Lucy’s Story

July 5, 2021

In 2018, my ex-husband came to the UK as asylum seeker. Because of the conflict in Syria we first escaped to Kuwait. My partner was wanted by the Syrian government and we had to  flee to find security and safety. He continued his asylum journey to find safety and he travelled from Kuwait to Greece and from there he entered by plane to the UK. He was granted refugee status after around 1 year and together with my children I joined him on a family reunion visa. 

The Family Reunion Process

My experience of family separation was extremely difficult. When he was granted refugee status, he paid a solicitor for support with the family reunion application and the paperwork. As a newly granted refugee he had no money, but he had to find money to pay for the service; this shows the challenges of accessing the family reunion service in the UK. At the time, myself and the kids were waiting in Kuwait and hoping for family reunion. I was unable to return to Syria because of the conflict.

The visa application process was complicated and difficult. We were asked for many, many pieces of evidence to show that we are a family. I supported the application with 130 family photos showing him with the children and me and lots of documents as well, like marriage documents and birth certificates. Lots of evidence that proved that we are Syrian, we are a family and we are waiting for reunion with our sponsor.

In the initial decision, we were told that our visa application was refused, and no reason was given to us by the visa centre. When I asked about the reasons, the centre said “no reasons were provided from the Home office!”. That put me in depression and gave me anxiety. I became vulnerable, the mental health problems exposed me to a huge pressure, and my children were just four and six years old. I was left in Kuwait, I was not getting enough money from the work I did, and was living with friends, and I was just waiting for my ex-partner to get his immigration status in the UK and to make the family reunion and hoping everything will be okay and my life will resume. BUT we were refused the family reunion visa. That decision really affected us all badly.

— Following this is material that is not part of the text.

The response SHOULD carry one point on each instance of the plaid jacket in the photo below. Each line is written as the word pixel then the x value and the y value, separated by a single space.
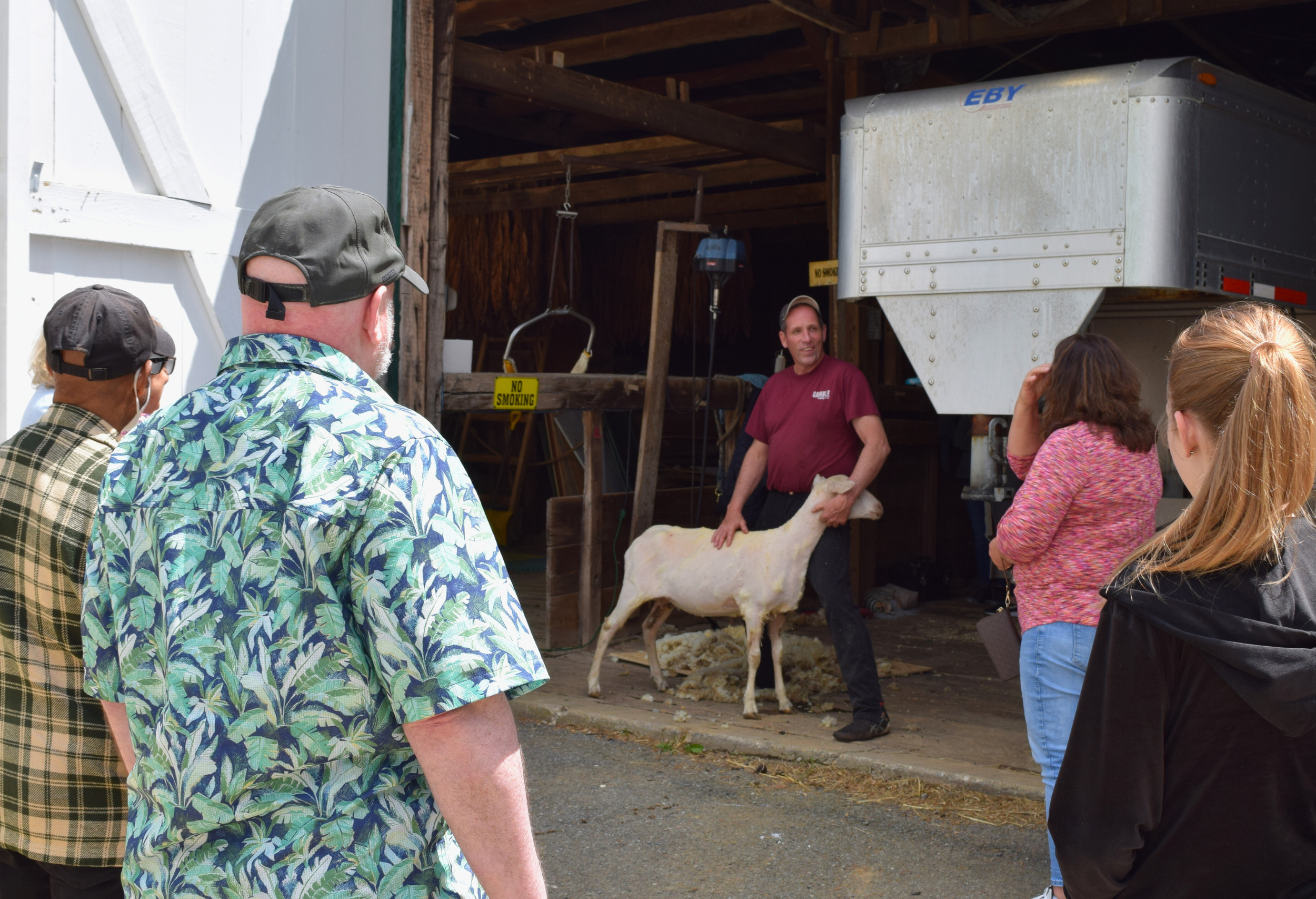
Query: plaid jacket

After around one month the visa office told me there was a mistake in the initial decision and that I could come to collect the passports. This shows how many chaotic things that might happen in the family reunification process. The impact of being separated from my partner was huge to me and the children. I became vulnerable – we were waiting for him to sponsor us. The children were asking about their father all the time.

The Impact of Family Separation

I was living with a friend because I couldn’t afford rent. My salary was so little, I couldn’t rent. The small salary I was getting was just for basic things such as to pay for the children’s school, for transportations, and I had shared the rent place with a friend, and I was completely vulnerable. Therefore, I developed mental health problems. I was living with depression and anxiety. In this frozen process, I lost weight – 30 kilos. My situation was very bad.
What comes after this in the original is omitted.